Since July 2019, the process of buying a new building has undergone significant changes due to changes in legislation aimed at protecting the buyer and eradicating the vicious practice of deceiving equity holders and the growing number of unfinished projects.

Almost all relations between citizens and developers are expressed through the conclusion of an agreement on equity participation (hereinafter referred to as AAC) and are regulated by the norms of the Civil Code of the Russian Federation, the Federal Law "On participation in shared construction of apartment buildings and other real estate objects and on amendments to some legislative acts of the Russian Federation" dated 30.12.2004 No. 214-FZ. The Law "On Protection of Consumer Rights", the set of rules "Residential multi-apartment buildings" approved by order of the Ministry of Construction and Housing and Utilities of the Russian Federation of December 3, 2016 N 883 / pr, as well as other regulations. In the event of litigation between the developer and the buyer, the acts of the Supreme Court that determine the judicial practice and features of the enforcement of certain regulatory acts are of no small importance. So, for example, according to the Definition of the Judicial Collegium for Civil Cases of the Supreme Court of the Russian Federation dated December 15, 2015 No. 18-KG15-214. It is indicated that "Law No. 214-FZ" On participation in shared construction "issues of compensation for moral damage and the recovery of a fine are not regulated, therefore, the provisions of the Law on the Protection of Consumer Rights in this part should be applied."

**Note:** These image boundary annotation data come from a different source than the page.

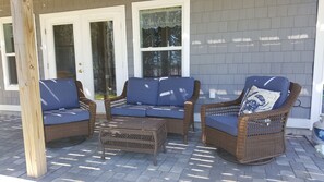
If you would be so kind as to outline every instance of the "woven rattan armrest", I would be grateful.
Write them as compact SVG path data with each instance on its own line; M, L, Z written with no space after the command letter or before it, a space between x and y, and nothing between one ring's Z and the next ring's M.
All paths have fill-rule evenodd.
M95 130L97 105L95 101L87 99L85 97L79 98L79 102L80 102L81 108L88 110L88 112L91 114L88 130L89 130L89 136L92 136L94 134L94 130Z

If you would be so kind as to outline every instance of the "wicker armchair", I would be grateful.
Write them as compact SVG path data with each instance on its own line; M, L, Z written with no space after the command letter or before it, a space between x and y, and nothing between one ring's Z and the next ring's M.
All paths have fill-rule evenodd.
M39 86L46 143L93 135L96 104L85 98L81 82L67 78L43 80ZM76 106L71 107L71 104Z
M280 107L264 112L238 114L241 101L249 87L247 83L251 80L257 82L257 80L266 81L271 78L267 76L248 77L244 90L236 100L203 105L201 108L203 143L220 148L220 151L229 153L229 156L233 157L239 163L265 162L284 154L286 149L285 126L289 111L301 90L299 84L287 80L289 92L287 92L288 96ZM266 84L267 82L263 82L260 85ZM278 85L280 86L280 84ZM219 116L224 120L233 118L236 120L235 124L227 126L236 128L233 130L233 133L228 133L206 124L208 116Z

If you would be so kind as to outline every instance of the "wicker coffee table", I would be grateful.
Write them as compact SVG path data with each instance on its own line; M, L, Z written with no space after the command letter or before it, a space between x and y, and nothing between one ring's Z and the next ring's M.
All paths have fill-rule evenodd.
M159 150L166 151L166 122L160 119L118 117L101 125L99 142L105 159L105 148L153 154L153 163Z

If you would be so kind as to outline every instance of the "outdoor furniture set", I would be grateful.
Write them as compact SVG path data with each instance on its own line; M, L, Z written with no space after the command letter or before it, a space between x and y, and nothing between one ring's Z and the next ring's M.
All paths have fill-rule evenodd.
M85 98L81 82L39 81L45 142L86 135L95 129L96 104Z
M285 77L248 77L238 99L202 105L203 143L229 153L240 163L263 162L284 154L286 122L300 89ZM77 96L74 101L70 92ZM46 142L93 134L96 105L84 97L80 82L40 81L40 93ZM120 96L105 99L109 122L99 131L101 157L105 147L148 153L156 165L157 153L165 151L167 133L181 134L183 143L188 142L199 94L200 82L192 77L129 78ZM59 134L62 131L65 134Z

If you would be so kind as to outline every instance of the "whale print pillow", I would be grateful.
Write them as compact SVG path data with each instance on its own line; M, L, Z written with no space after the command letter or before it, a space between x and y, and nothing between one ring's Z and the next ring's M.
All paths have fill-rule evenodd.
M279 97L280 92L262 89L253 85L242 99L239 114L272 110Z

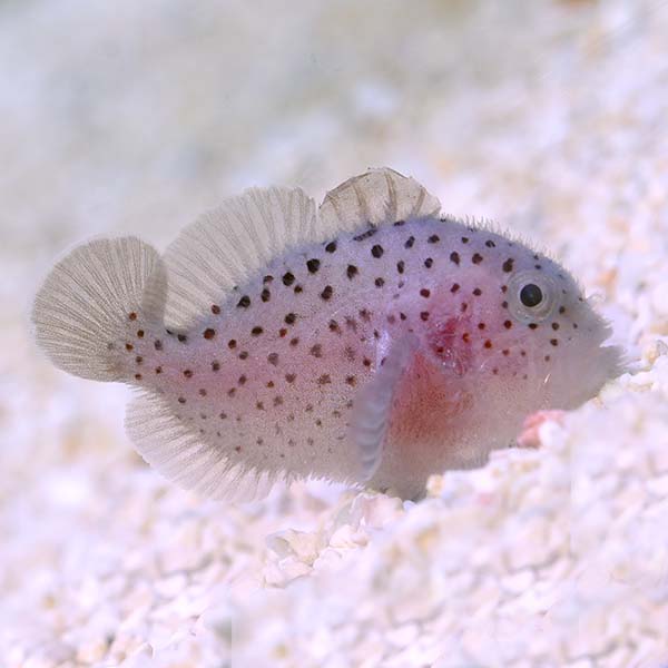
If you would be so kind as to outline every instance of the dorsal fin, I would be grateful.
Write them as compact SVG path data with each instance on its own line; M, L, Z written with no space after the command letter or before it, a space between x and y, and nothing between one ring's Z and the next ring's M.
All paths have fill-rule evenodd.
M353 176L330 190L318 209L321 225L353 232L364 225L382 225L436 216L441 203L415 179L387 167Z
M277 254L315 234L315 203L301 188L250 188L226 199L165 252L166 322L187 327Z
M165 252L168 326L189 326L273 258L369 224L436 215L441 205L412 178L372 169L315 203L299 188L250 188L186 227Z

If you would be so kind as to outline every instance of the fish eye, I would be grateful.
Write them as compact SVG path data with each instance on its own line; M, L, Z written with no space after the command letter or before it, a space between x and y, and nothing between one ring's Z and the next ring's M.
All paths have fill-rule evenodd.
M552 315L558 288L546 272L518 272L508 282L508 308L521 323L539 323Z
M527 283L520 291L520 302L528 308L538 306L543 299L542 289L536 283Z

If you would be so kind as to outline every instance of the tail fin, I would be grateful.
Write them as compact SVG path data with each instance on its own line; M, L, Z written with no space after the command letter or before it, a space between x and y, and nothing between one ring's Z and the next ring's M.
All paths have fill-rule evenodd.
M125 380L117 347L132 321L161 318L167 279L158 252L136 237L76 247L35 297L39 346L56 366L95 381Z

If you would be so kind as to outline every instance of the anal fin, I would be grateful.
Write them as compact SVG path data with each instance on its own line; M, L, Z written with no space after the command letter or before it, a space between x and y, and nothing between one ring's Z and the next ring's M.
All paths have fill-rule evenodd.
M414 334L393 343L375 376L355 400L351 436L357 446L363 481L371 480L381 465L396 386L416 347Z

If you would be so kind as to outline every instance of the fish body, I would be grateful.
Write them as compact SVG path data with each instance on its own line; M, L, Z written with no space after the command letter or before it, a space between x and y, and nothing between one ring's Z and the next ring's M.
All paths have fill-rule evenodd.
M249 190L163 257L132 237L79 247L33 321L60 367L137 387L139 452L217 498L310 477L413 498L620 369L562 267L442 218L389 169L317 212L298 189Z

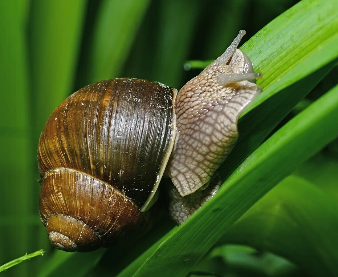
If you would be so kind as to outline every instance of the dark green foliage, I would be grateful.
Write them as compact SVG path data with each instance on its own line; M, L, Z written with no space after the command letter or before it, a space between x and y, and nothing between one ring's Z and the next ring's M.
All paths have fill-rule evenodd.
M46 251L2 274L338 276L338 2L297 2L0 1L0 265ZM241 29L263 92L240 119L219 193L179 227L161 206L162 219L136 245L52 249L36 156L55 107L110 78L179 89Z

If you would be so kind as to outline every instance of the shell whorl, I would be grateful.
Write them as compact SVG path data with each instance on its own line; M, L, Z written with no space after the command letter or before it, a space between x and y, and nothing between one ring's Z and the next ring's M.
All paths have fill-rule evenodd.
M38 151L40 213L53 245L89 251L148 227L148 213L140 210L151 205L172 149L176 92L105 80L56 108Z
M69 252L93 250L151 224L149 213L113 186L69 169L47 174L40 210L52 244Z

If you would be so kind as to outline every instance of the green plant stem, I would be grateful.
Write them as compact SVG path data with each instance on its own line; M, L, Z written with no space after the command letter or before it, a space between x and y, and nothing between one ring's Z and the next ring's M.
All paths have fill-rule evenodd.
M6 270L12 267L14 267L18 263L20 263L21 262L22 262L26 260L29 260L32 258L36 257L37 256L39 256L40 255L43 256L44 254L45 251L42 249L41 249L38 251L35 251L35 252L33 252L30 254L26 254L24 256L23 256L22 257L20 257L20 258L18 258L12 261L8 262L4 265L0 266L0 272L4 270Z

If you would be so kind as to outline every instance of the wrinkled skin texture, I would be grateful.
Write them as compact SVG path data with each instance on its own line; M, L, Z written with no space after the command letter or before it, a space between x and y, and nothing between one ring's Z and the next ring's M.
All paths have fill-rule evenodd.
M177 133L167 170L181 197L172 194L179 204L172 201L170 208L181 215L173 216L179 223L183 215L191 214L218 189L218 182L210 182L211 178L236 143L239 116L262 91L254 82L260 74L253 73L249 58L236 49L243 33L240 31L224 53L188 82L176 98ZM210 183L214 187L192 196L195 207L190 197L184 198Z

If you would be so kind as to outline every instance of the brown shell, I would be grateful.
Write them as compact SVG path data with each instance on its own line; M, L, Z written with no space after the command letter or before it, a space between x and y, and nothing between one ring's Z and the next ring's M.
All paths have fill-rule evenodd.
M94 241L101 242L93 243L95 247L147 225L148 216L139 210L148 207L172 150L175 92L144 80L105 80L80 90L55 109L38 155L40 213L50 237L64 229L55 231L54 226L61 219L68 222L63 215L89 227Z

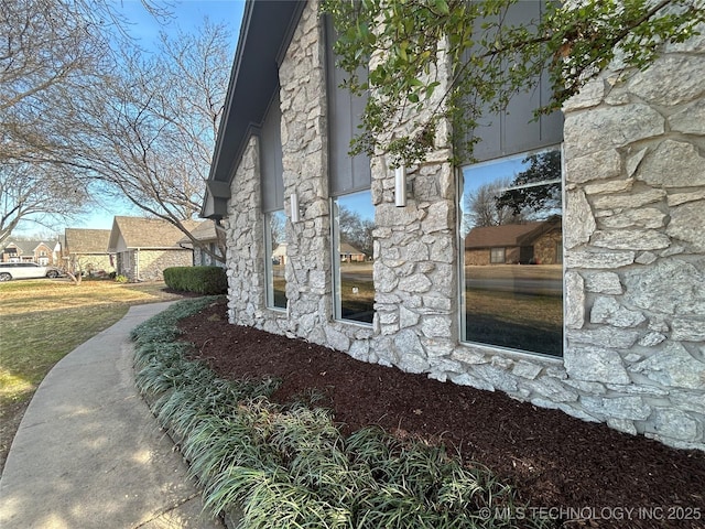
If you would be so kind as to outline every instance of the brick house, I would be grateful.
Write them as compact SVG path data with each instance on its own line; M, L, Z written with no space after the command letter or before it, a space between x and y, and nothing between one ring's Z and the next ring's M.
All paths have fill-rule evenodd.
M3 248L0 258L2 262L36 262L41 266L61 267L61 256L56 244L43 240L10 240Z
M189 228L199 223L186 222ZM166 220L115 217L107 250L115 253L118 276L130 281L161 281L170 267L191 267L193 250L180 245L184 234Z
M191 235L200 245L204 245L205 247L207 247L208 250L210 250L210 252L216 253L216 255L220 255L221 253L221 250L219 249L219 246L221 245L221 242L218 240L217 227L216 227L216 224L214 222L206 220L204 223L200 223L191 233ZM178 240L178 244L180 244L180 246L182 246L184 248L191 248L193 250L193 252L194 252L194 266L196 266L196 267L198 267L198 266L225 267L225 262L215 259L213 256L210 256L210 253L205 251L203 249L203 247L199 247L199 246L194 247L194 244L192 242L192 240L188 237L183 236Z
M545 87L519 95L487 116L477 162L454 166L438 139L406 168L412 191L397 207L384 155L347 153L364 101L338 87L317 8L246 7L202 212L226 228L231 323L705 450L705 37L623 80L606 72L538 121ZM529 19L541 3L516 9ZM492 267L465 262L464 197L536 156L557 161L535 183L553 186L550 199L528 212L553 222L539 251L557 276L488 280L479 270ZM368 278L333 258L345 209L375 223ZM285 287L274 239L286 245ZM368 310L348 310L346 281L373 285Z
M109 229L66 228L64 230L64 259L70 270L89 276L115 272L115 255L108 252Z

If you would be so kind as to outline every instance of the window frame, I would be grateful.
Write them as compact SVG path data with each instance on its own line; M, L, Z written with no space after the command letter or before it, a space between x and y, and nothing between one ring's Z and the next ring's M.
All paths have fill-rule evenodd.
M272 240L272 224L271 217L273 215L281 214L284 225L286 223L286 213L284 209L274 209L263 214L264 222L264 306L272 311L285 312L289 305L289 298L286 298L286 287L284 281L284 306L276 305L276 296L274 295L276 289L274 289L274 268L272 262L272 253L274 251ZM281 244L281 242L280 242Z
M565 356L565 350L567 348L567 338L566 338L566 327L565 327L565 322L566 322L566 303L567 303L567 292L566 292L566 285L565 285L565 272L566 272L566 268L565 268L565 246L562 244L563 241L563 236L564 236L564 228L563 228L563 222L561 223L561 242L556 244L556 262L555 264L560 264L561 266L561 289L562 289L562 295L561 295L561 303L562 303L562 311L561 311L561 334L562 334L562 339L561 339L561 354L560 355L554 355L554 354L549 354L549 353L542 353L542 352L534 352L534 350L527 350L527 349L518 349L518 348L512 348L512 347L507 347L507 346L502 346L502 345L496 345L496 344L487 344L487 343L482 343L482 342L474 342L471 339L467 338L467 299L466 299L466 276L465 276L465 253L466 253L466 249L465 249L465 237L463 237L463 207L462 207L462 202L463 202L463 197L464 197L464 187L465 187L465 177L463 175L463 170L466 168L471 168L471 166L479 166L479 165L488 165L488 164L494 164L497 163L501 160L507 160L507 159L511 159L511 158L516 158L516 156L530 156L532 154L539 154L541 152L547 152L547 151L552 151L552 150L557 150L561 154L561 212L562 212L562 218L564 216L565 213L565 204L566 204L566 188L565 188L565 152L564 152L564 143L560 142L560 143L554 143L551 145L541 145L541 147L536 147L535 149L530 149L530 150L525 150L522 152L518 152L518 153L510 153L510 154L505 154L501 156L497 156L490 160L482 160L479 161L477 163L465 163L463 165L458 165L456 166L456 174L457 174L457 179L456 179L456 184L457 184L457 191L456 191L456 196L457 196L457 201L456 201L456 208L457 208L457 215L456 215L456 230L457 230L457 240L458 240L458 253L457 253L457 258L456 258L456 264L457 264L457 270L458 270L458 289L457 289L457 295L458 295L458 331L459 331L459 335L458 335L458 342L459 345L462 346L471 346L471 347L478 347L478 348L487 348L494 352L497 350L501 350L506 354L510 354L510 355L516 355L518 357L525 357L525 358L530 358L530 359L543 359L543 360L549 360L549 361L556 361L556 363L563 363L564 356ZM549 185L550 183L555 182L555 180L553 181L545 181L542 184L538 184L538 185ZM467 237L467 234L466 234ZM494 249L494 248L491 248ZM490 250L491 251L491 250ZM490 260L491 260L491 256L490 256ZM505 260L506 260L506 256L505 256Z
M333 319L336 322L352 324L352 325L361 325L365 327L372 326L375 322L375 302L372 302L372 319L370 322L360 321L360 320L350 320L343 316L343 276L341 276L341 264L343 260L340 259L340 215L339 215L339 204L338 199L345 198L346 196L351 195L362 195L368 194L370 196L370 207L373 208L371 203L371 190L361 190L355 191L351 193L345 193L330 197L330 245L332 245L332 283L333 283ZM375 290L375 273L372 271L372 287Z

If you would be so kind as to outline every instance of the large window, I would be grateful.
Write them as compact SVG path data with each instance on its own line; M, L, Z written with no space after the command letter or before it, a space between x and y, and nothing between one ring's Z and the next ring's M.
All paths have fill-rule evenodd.
M372 323L372 230L375 209L369 191L334 198L335 316Z
M286 309L284 280L286 216L284 215L281 120L279 90L275 90L260 132L260 179L264 213L264 273L267 276L264 291L269 309Z
M562 356L560 149L462 173L463 339Z
M284 280L284 263L286 261L284 226L286 225L286 216L284 210L280 209L268 213L264 218L267 306L270 309L286 309L286 281Z

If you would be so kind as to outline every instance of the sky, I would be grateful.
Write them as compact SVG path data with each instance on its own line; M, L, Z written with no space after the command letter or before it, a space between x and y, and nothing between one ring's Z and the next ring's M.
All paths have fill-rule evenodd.
M170 10L174 18L167 26L161 26L154 18L147 12L140 0L108 0L112 2L115 10L121 13L130 24L128 32L139 41L145 50L154 48L153 43L159 39L160 30L176 32L181 29L184 32L195 30L203 22L204 17L208 17L210 22L223 22L229 25L232 37L232 53L237 45L240 32L240 22L245 10L245 0L170 0ZM112 218L119 215L142 216L144 212L131 206L128 201L123 203L111 202L93 206L93 210L85 215L68 219L56 226L56 231L64 233L64 228L91 228L110 229ZM32 236L35 234L46 234L47 229L37 226L35 223L22 223L17 235Z

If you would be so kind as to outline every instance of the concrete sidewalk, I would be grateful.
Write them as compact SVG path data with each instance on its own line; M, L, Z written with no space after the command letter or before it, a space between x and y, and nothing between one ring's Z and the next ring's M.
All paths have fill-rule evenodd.
M134 388L129 333L167 306L131 307L46 376L0 478L2 529L223 527L200 514L181 454Z

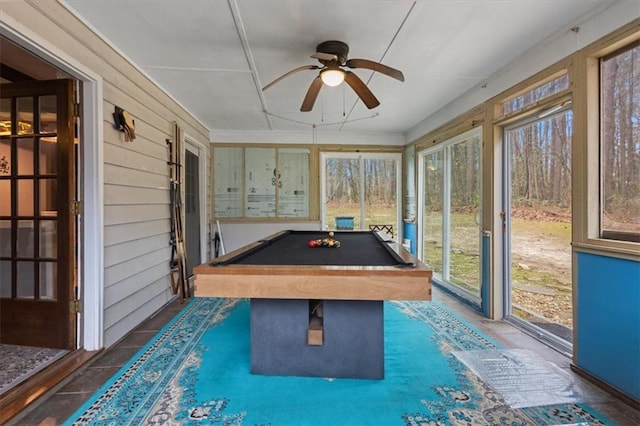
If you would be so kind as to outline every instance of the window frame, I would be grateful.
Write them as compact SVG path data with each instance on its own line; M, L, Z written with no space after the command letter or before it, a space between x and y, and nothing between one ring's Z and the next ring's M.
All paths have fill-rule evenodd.
M607 230L604 229L604 198L605 198L605 188L604 188L604 149L605 149L605 129L604 129L604 61L615 58L628 52L632 49L635 49L640 46L640 40L635 40L630 43L625 44L622 47L615 49L613 52L602 55L598 58L598 96L599 96L599 115L598 115L598 126L599 126L599 140L598 140L598 152L599 152L599 161L598 161L598 176L600 179L599 189L599 200L598 200L598 217L599 217L599 236L603 240L616 240L616 241L627 241L631 243L640 243L640 232L628 232L628 231L618 231L618 230Z

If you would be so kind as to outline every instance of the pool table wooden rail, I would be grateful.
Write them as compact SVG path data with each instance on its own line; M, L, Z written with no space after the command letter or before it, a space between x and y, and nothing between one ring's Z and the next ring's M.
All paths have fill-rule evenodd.
M234 250L216 261L231 259L258 244ZM431 300L432 270L398 243L384 244L415 267L202 264L193 270L194 294L264 299Z

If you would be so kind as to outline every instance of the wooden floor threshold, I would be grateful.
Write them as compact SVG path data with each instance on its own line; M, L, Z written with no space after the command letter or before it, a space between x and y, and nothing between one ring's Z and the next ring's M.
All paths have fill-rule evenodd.
M0 395L0 424L14 417L101 351L78 349Z

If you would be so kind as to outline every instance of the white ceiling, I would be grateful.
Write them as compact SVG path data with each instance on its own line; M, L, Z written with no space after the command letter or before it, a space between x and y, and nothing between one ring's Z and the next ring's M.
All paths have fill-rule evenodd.
M65 0L103 38L218 131L404 133L478 87L527 49L611 0ZM317 70L298 72L325 40L382 62L400 82L352 70L381 105L346 85L300 112ZM532 74L537 70L532 70ZM334 124L335 123L335 124Z

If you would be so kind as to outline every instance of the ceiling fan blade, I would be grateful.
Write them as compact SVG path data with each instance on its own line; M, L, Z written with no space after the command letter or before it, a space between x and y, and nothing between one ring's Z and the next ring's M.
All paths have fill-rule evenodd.
M309 90L307 90L307 94L302 101L302 106L300 107L300 111L307 112L313 109L313 104L316 103L316 98L318 97L318 93L320 93L320 89L322 89L322 79L318 75L313 79L311 85L309 86Z
M393 77L396 80L404 81L404 74L402 74L402 71L381 64L380 62L374 62L368 59L349 59L345 63L345 66L349 68L365 68L388 75L389 77Z
M314 58L314 59L321 59L323 61L337 61L338 60L338 55L335 55L333 53L316 52L313 55L311 55L311 57Z
M264 92L265 90L267 90L269 87L273 86L274 84L276 84L277 82L279 82L280 80L289 77L291 74L295 74L298 71L304 71L304 70L318 70L321 67L319 67L318 65L304 65L301 67L298 67L296 69L293 69L291 71L289 71L288 73L281 75L280 77L276 78L275 80L273 80L271 83L267 84L266 86L264 86L262 88L262 91Z
M356 92L356 95L358 95L360 99L362 99L362 102L364 102L367 108L372 109L380 105L380 101L374 96L373 93L371 93L371 90L369 90L367 85L364 84L362 80L360 80L360 77L358 77L351 71L345 71L344 81L346 81L347 84L351 86L353 91Z

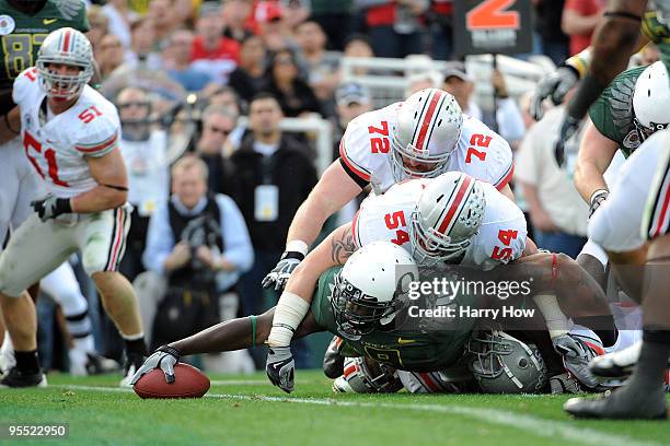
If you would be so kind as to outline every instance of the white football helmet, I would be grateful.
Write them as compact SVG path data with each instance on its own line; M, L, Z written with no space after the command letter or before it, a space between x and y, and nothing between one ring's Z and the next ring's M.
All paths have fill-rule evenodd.
M367 357L345 357L344 375L333 382L333 391L394 394L403 388L395 368Z
M409 240L419 265L460 257L470 247L486 210L484 188L462 172L432 179L412 213Z
M663 62L651 63L642 72L633 93L633 122L644 141L670 122L670 78Z
M49 70L50 63L78 67L78 74L58 74ZM49 97L70 99L77 97L93 75L93 50L81 32L62 27L51 32L37 52L39 84Z
M390 324L401 309L396 297L416 280L416 262L400 246L373 242L358 249L335 277L331 306L338 331L360 339Z
M534 344L499 330L473 333L467 366L486 394L536 394L547 383L547 368Z
M461 107L449 93L425 89L409 96L400 106L393 127L391 160L395 179L432 178L444 172L462 127ZM423 168L412 163L421 163Z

In the relationship between the Developer and the Buyer, quite a lot of problems arise, and often the sales managers of the Developer do not behave in good faith, promising the buyer a beautiful view from the window, the presence in the future of social facilities in an accessible location, as well as other available benefits of which are not subsequently provided, the difficulty of such litigation for the buyer, is that the buyer does not have special legal knowledge, buying into the authority of the developer, the buyer believes the promises without expecting a catch, therefore he does not insist on indicating the promised benefits in the contract, expecting honesty and decency from the Developer. Elementary foresight can protect the buyer, this is the understanding that if the promises are not fixed in the contract or an additional agreement, then they are worthless. However, even in this case, the consumer protection law rises to protect the buyer. This conclusion was reached by the Supreme Court of the Russian Federation, having considered the complaint of the shareholder about the developer providing her with an apartment with an unacceptable view from the window ( determination of the Judicial Collegium for Civil Cases of the RF Armed Forces dated May 10, 2016 No. 5-KG16-47 ).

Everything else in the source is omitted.